PGI User Forum
 SearchSearch   MemberlistMemberlist     RegisterRegister   ProfileProfile    Log inLog in 

Free OpenACC Webinar

Six Loops iteration and reduction
Goto page 1, 2, 3, 4  Next
 
Post new topic   Reply to topic    PGI User Forum Forum Index -> Accelerator Programming
View previous topic :: View next topic  
Author Message
herohzy



Joined: 14 May 2010
Posts: 7

PostPosted: Tue Mar 13, 2012 12:29 am    Post subject: Six Loops iteration and reduction Reply with quote

I'm a beginner of PVF. To accelerate my large program with GPU, I write an analogous but shorter code to take a test. In fact, it is just a three-fold(or six) loops, and every fold is an iteration and has a reduction which will be used next outer loop. And I rewrite like this,
Code:

     ffkk=0.0

     !$acc region
     do 30 ik=1,nm
     do 30 iky=1,nm
      
      ffqq=0.0
      do 201 ip=1,nm
      do 201 ipy=1,nm
         
         ffqq1=0.0
         do 10 iq=1,nm
         do 10 iqy=1,nm
            ffq=1.0/nm/nm
            ffqq1=ffqq1+ffq
            ffqq(ip,ipy)=ffqq1/2.0
10         continue
201      continue

      ffpp=0.0
      do 20 ip=1,nm
      do 20 ipy=1,nm
         ffp=ffqq(ip,ipy)/nm/nm
         ffpp=ffpp+ffp
20      continue

      ffk=ffpp/nm/nm
      ffkk=ffkk+ffk
30     continue
     !$acc end region


The result should be correct, but I think the parallelism is not very good, because of so many 'Loop is parallelizable' as follows.
Code:

prog:
     31, Generating copyout(ffqq(1:20,1:20))
         Generating compute capability 1.0 binary
         Generating compute capability 2.0 binary
     32, Parallelization would require privatization of array 'ffqq(1:20,i3+1)'
     33, Parallelization would require privatization of array 'ffqq(1:20,i3+1)'
         Accelerator kernel generated
         32, !$acc do seq
         33, !$acc do seq
             CC 1.0 : 11 registers; 152 shared, 20 constant, 0 local memory bytes; 33% occupancy
             CC 2.0 : 20 registers; 128 shared, 48 constant, 0 local memory bytes; 16% occupancy
         56, Sum reduction generated for ffkk
     35, Loop is parallelizable
     36, Loop is parallelizable
     37, Loop is parallelizable
     40, Loop carried scalar dependence for 'ffqq1' at line 43
         Loop carried reuse of 'ffqq' prevents parallelization
     41, Loop carried scalar dependence for 'ffqq1' at line 43
         Loop carried reuse of 'ffqq' prevents parallelization
         Inner sequential loop scheduled on accelerator
     49, Loop is parallelizable
     50, Loop is parallelizable

I am looking forward to your helpful derectives.
Back to top
View user's profile
sslgamess



Joined: 23 Nov 2009
Posts: 35

PostPosted: Tue Mar 13, 2012 1:27 am    Post subject: Reply with quote

You have some issues that needs to be address in order for them to actually be parallelized on the GPU.

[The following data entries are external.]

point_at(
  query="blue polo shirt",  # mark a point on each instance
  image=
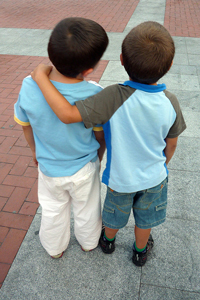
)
(61, 149)
(136, 118)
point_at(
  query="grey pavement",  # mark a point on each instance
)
(173, 268)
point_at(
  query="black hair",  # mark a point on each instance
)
(76, 45)
(148, 51)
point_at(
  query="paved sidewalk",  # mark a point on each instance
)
(173, 270)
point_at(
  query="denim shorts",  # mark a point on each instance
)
(149, 207)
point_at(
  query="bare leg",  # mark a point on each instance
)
(110, 233)
(141, 237)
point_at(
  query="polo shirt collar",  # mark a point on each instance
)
(145, 87)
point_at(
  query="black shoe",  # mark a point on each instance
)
(140, 258)
(106, 246)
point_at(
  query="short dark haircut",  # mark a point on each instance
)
(76, 45)
(148, 51)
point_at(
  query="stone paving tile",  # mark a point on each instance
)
(182, 18)
(111, 14)
(18, 175)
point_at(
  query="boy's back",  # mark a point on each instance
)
(61, 149)
(135, 131)
(66, 154)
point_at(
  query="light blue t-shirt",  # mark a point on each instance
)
(61, 149)
(136, 118)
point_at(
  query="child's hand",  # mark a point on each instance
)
(41, 70)
(34, 159)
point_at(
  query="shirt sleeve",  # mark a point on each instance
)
(19, 113)
(98, 109)
(179, 125)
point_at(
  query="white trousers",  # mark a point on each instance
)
(56, 194)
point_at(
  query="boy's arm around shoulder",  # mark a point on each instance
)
(94, 110)
(66, 112)
(101, 140)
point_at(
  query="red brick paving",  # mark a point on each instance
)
(182, 17)
(18, 175)
(113, 15)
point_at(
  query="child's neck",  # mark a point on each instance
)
(57, 76)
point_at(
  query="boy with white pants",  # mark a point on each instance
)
(67, 155)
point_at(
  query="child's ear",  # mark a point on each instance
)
(87, 72)
(121, 59)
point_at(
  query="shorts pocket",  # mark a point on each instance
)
(108, 209)
(161, 206)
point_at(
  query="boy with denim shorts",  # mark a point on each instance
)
(66, 154)
(141, 122)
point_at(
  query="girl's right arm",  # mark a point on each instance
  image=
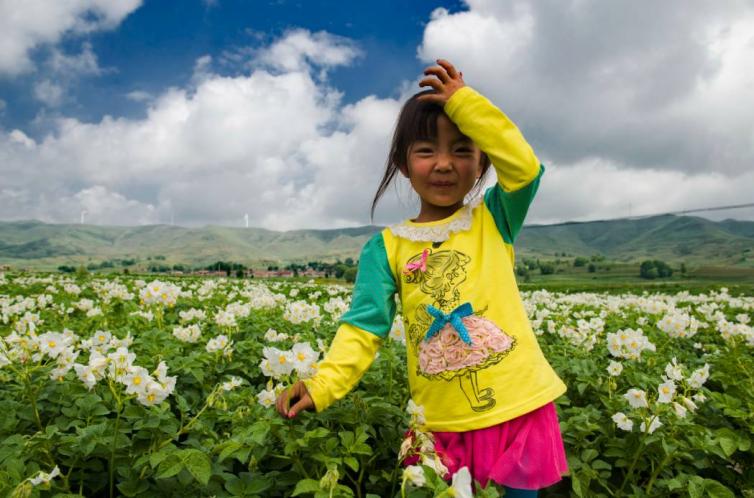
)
(359, 336)
(517, 167)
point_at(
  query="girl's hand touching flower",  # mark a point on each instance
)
(296, 394)
(446, 82)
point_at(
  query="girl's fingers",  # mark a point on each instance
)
(449, 68)
(281, 401)
(438, 71)
(433, 82)
(303, 404)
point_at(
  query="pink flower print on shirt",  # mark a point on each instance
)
(446, 355)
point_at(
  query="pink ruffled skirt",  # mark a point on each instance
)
(526, 452)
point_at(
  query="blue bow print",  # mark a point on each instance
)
(454, 318)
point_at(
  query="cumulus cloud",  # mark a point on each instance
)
(30, 24)
(646, 105)
(261, 143)
(647, 112)
(49, 93)
(645, 88)
(300, 50)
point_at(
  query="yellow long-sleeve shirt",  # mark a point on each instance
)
(493, 370)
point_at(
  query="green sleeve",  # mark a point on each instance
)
(509, 209)
(373, 302)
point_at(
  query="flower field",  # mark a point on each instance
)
(123, 387)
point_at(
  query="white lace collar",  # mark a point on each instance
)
(437, 231)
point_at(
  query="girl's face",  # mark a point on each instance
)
(442, 171)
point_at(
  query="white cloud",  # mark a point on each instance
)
(277, 142)
(260, 143)
(49, 93)
(82, 64)
(659, 105)
(299, 50)
(29, 24)
(139, 96)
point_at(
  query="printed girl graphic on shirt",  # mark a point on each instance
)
(450, 353)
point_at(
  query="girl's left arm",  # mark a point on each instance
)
(517, 167)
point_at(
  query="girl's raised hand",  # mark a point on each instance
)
(296, 394)
(444, 79)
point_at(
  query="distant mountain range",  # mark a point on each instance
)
(34, 244)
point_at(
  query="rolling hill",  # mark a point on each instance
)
(34, 244)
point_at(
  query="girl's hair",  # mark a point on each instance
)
(416, 121)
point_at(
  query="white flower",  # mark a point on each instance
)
(272, 335)
(280, 362)
(461, 484)
(190, 333)
(666, 391)
(674, 371)
(266, 398)
(168, 383)
(416, 412)
(614, 368)
(219, 343)
(52, 343)
(653, 425)
(432, 461)
(415, 475)
(136, 380)
(303, 356)
(689, 404)
(680, 410)
(636, 398)
(226, 318)
(153, 394)
(232, 383)
(623, 422)
(86, 375)
(699, 377)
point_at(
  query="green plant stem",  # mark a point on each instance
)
(631, 468)
(656, 473)
(184, 428)
(115, 445)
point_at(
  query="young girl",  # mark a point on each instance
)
(473, 361)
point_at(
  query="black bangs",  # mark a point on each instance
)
(416, 121)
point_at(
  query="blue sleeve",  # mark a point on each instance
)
(373, 302)
(509, 208)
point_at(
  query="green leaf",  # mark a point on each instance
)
(728, 441)
(306, 486)
(352, 462)
(133, 487)
(715, 489)
(198, 464)
(169, 467)
(696, 487)
(229, 448)
(589, 455)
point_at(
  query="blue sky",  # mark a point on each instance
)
(145, 111)
(155, 47)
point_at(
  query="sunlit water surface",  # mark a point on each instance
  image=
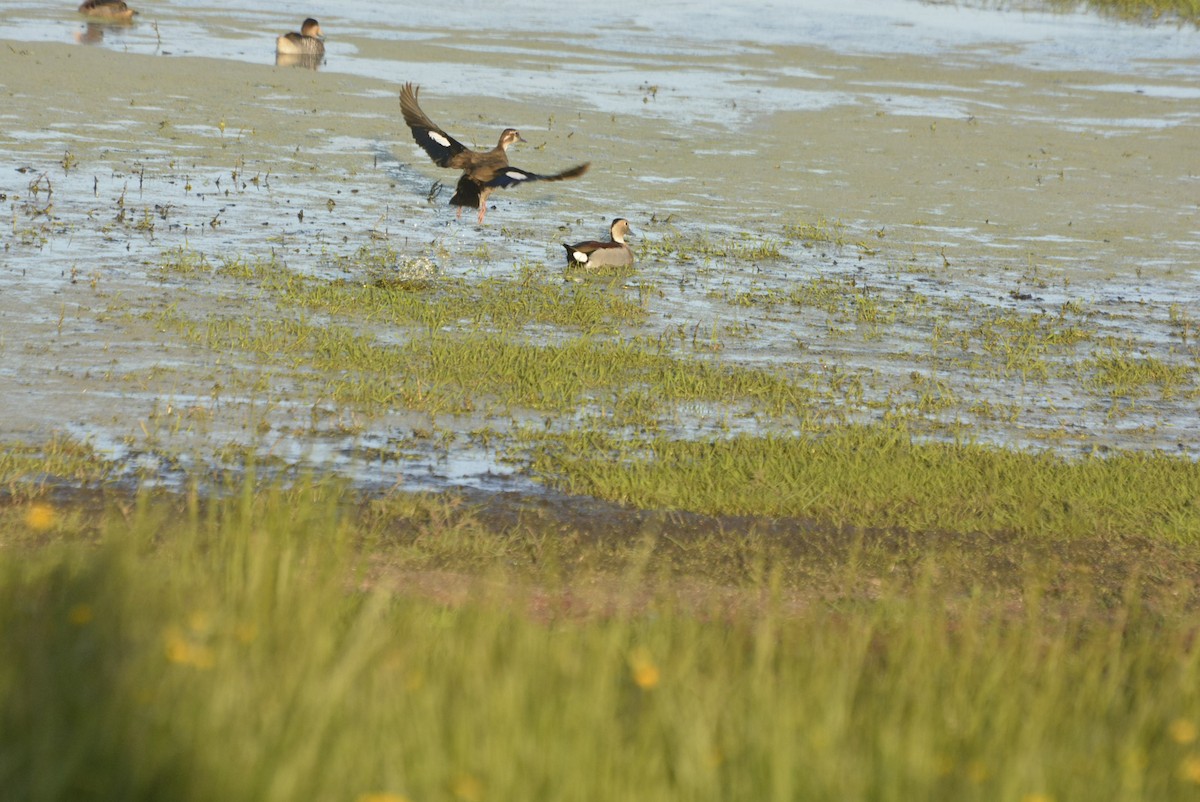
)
(725, 70)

40, Loop carried scalar dependence for 'ffqq1' at line 43
Loop carried reuse of 'ffqq' prevents parallelization
41, Loop carried scalar dependence for 'ffqq1' at line 43
Loop carried reuse of 'ffqq' prevents parallelization
Inner sequential loop scheduled on accelerator
Back to top
View user's profile
mkcolg



Joined: 30 Jun 2004
Posts: 6218
Location: The Portland Group Inc.

PostPosted: Tue Mar 13, 2012 8:24 am    Post subject: Reply with quote

Hi herohzy,

Sarom is correct in that ffqq is preventing parallelization and your code is running sequentially on the device. While you know that ffqq is just a temp array used to hold intermediate values, the compiler can not assume this. To fix, you need to use the "private" clause to tell the compiler each thread has it's own private copy of the array.

For example:
Code:

     ffkk=0.0

     !$acc region
!$acc do parallel, vector(16)
     do 30 ik=1,nm
!$acc do kernel, parallel, vector(16), private(ffqq)
     do 30 iky=1,nm
     
      ffqq=0.0
      do 201 ip=1,nm
      do 201 ipy=1,nm
         
         ffqq1=0.0
         do 10 iq=1,nm
         do 10 iqy=1,nm
            ffq=1.0/nm/nm
            ffqq1=ffqq1+ffq
            ffqq(ip,ipy)=ffqq1/2.0
10         continue
201      continue

      ffpp=0.0
      do 20 ip=1,nm
      do 20 ipy=1,nm
         ffp=ffqq(ip,ipy)/nm/nm
         ffpp=ffpp+ffp
20      continue

      ffk=ffpp/nm/nm
      ffkk=ffkk+ffk
30     continue
     !$acc end region


Note that I also added the "kernel" clause to tell the compiler to only parallelize the "30" loops.

- Mat
Back to top
View user's profile
herohzy



Joined: 14 May 2010
Posts: 7

PostPosted: Tue Mar 13, 2012 11:31 pm    Post subject: Reply with quote

Hi Mat and Sarom,
Very glad for your helpful reminding as well as Mat's particular modification.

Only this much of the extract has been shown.